Available in  Authors 
Document type: Conference paper

Keywords
    Experimental research; Population number; Resuspension; Corophium volutator (Pallas, 1766) [WoRMS]; Marine

Authors  Top 
  • de Deckere, E.M.G.T., more
  • van de Koppel, J., more
  • Heip, C.H.R., more

Abstract
    Two experiments were performed to test the hypothesis that Corophium volutator affects the turbidity of water in estuaries through active resuspension of sediment.
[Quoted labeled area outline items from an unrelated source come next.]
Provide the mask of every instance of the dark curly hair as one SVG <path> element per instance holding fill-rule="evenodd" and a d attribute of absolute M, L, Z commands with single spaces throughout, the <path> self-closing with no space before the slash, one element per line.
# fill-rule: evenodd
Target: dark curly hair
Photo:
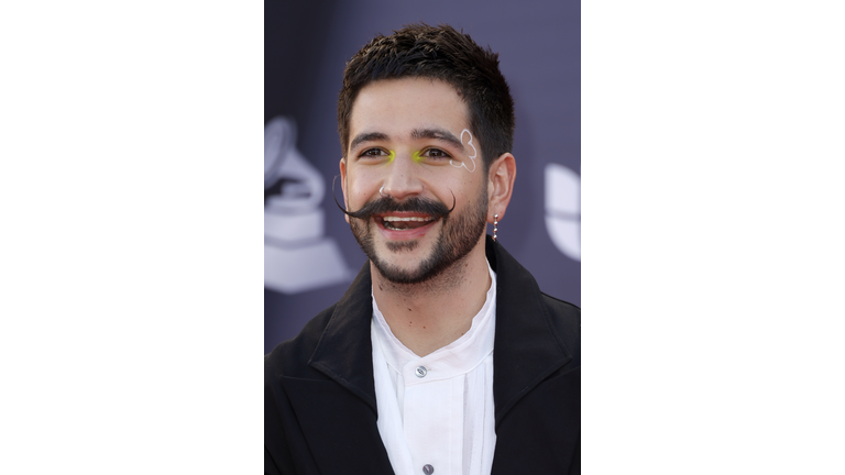
<path fill-rule="evenodd" d="M 514 99 L 498 69 L 498 54 L 449 25 L 409 24 L 377 35 L 347 63 L 338 99 L 338 133 L 343 156 L 349 120 L 361 89 L 381 79 L 427 77 L 448 82 L 467 103 L 470 131 L 481 142 L 484 169 L 514 144 Z"/>

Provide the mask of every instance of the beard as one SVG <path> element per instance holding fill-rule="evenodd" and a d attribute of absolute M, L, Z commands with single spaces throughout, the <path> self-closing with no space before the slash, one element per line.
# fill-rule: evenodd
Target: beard
<path fill-rule="evenodd" d="M 440 235 L 435 242 L 431 254 L 413 269 L 404 269 L 388 264 L 378 256 L 373 239 L 376 224 L 372 222 L 371 217 L 361 219 L 350 218 L 352 234 L 355 236 L 355 241 L 358 241 L 361 250 L 366 254 L 378 273 L 394 284 L 420 284 L 430 281 L 443 274 L 445 270 L 467 257 L 470 251 L 475 247 L 487 227 L 487 194 L 483 189 L 479 194 L 476 202 L 471 203 L 461 213 L 442 212 L 442 210 L 447 210 L 443 203 L 419 198 L 411 198 L 404 202 L 397 202 L 392 198 L 382 198 L 378 201 L 378 209 L 382 211 L 430 212 L 431 209 L 441 210 L 441 212 L 431 213 L 439 216 L 439 219 L 442 221 Z M 367 208 L 367 206 L 364 208 Z M 385 243 L 385 246 L 393 253 L 409 252 L 419 246 L 419 241 L 388 241 Z"/>

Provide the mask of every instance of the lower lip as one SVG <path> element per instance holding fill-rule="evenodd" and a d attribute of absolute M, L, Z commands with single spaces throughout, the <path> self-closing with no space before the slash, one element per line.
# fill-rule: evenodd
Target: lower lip
<path fill-rule="evenodd" d="M 431 228 L 434 228 L 435 223 L 437 223 L 439 220 L 434 220 L 429 222 L 428 224 L 424 227 L 419 227 L 417 229 L 413 230 L 391 230 L 384 227 L 384 222 L 382 220 L 376 221 L 376 227 L 378 228 L 378 231 L 382 232 L 382 235 L 385 236 L 388 240 L 392 241 L 404 241 L 404 240 L 411 240 L 424 236 Z"/>

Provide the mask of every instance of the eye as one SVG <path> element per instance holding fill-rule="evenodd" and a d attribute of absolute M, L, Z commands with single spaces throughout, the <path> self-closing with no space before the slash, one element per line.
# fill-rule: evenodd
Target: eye
<path fill-rule="evenodd" d="M 435 158 L 435 159 L 442 159 L 442 158 L 451 158 L 452 156 L 446 153 L 445 151 L 440 148 L 427 148 L 424 151 L 421 156 L 427 158 Z"/>
<path fill-rule="evenodd" d="M 361 152 L 361 155 L 359 155 L 359 156 L 361 156 L 363 158 L 366 158 L 366 157 L 387 156 L 387 155 L 388 155 L 388 153 L 386 151 L 381 150 L 381 148 L 367 148 L 367 150 Z"/>

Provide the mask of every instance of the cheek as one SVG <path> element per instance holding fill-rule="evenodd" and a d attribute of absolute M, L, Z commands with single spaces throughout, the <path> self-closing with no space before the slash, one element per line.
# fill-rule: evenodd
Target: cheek
<path fill-rule="evenodd" d="M 370 175 L 365 176 L 363 174 L 350 176 L 347 191 L 351 205 L 353 205 L 355 209 L 360 208 L 361 205 L 371 200 L 373 195 L 378 194 L 380 186 L 377 177 Z"/>

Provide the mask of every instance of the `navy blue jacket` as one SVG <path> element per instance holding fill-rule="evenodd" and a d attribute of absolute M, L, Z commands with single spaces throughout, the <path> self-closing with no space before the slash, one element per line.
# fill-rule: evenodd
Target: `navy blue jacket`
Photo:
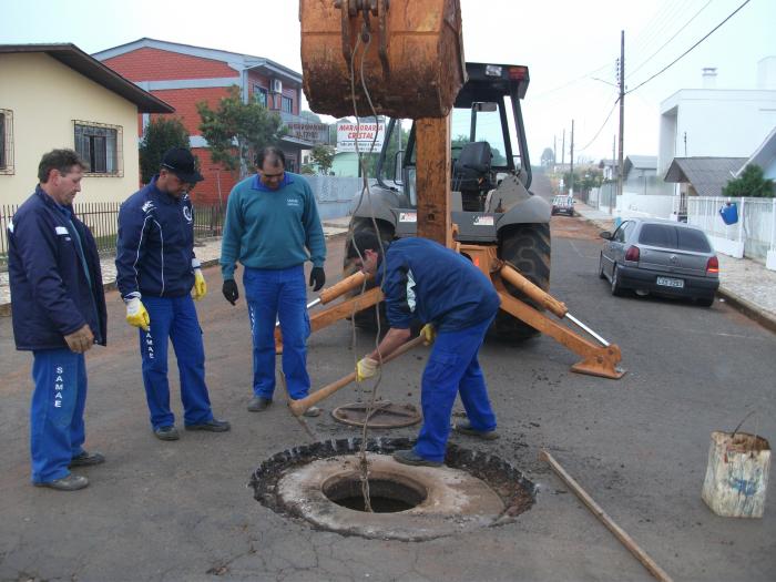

One experiment was done in a flume system under different flow velocities, and one in aquaria. A diatom film developed at the sediment surface in both experiments before Corophium was added. This diatom film was supposed to have a stabilising effect on the sediment. In both experiments, the concentration of suspended solids in the water column increased with the density of Corophium individuals. No effect of flow velocity on suspended solids concentration was found. This indicates that, in our flume experiment, active resuspension by Corophium was more important than physical resuspension, at least at low flow velocity (<20 cm s-1) and in the presence of a diatom film. The critical erosion threshold decreased with increasing Corophium density in the aquarium experiment, indicating that indirect effects of Corophium grazing may become more important at high levels of bottom shear stress. The implications of our findings for suspended solids concentration in estuarine systems are discussed.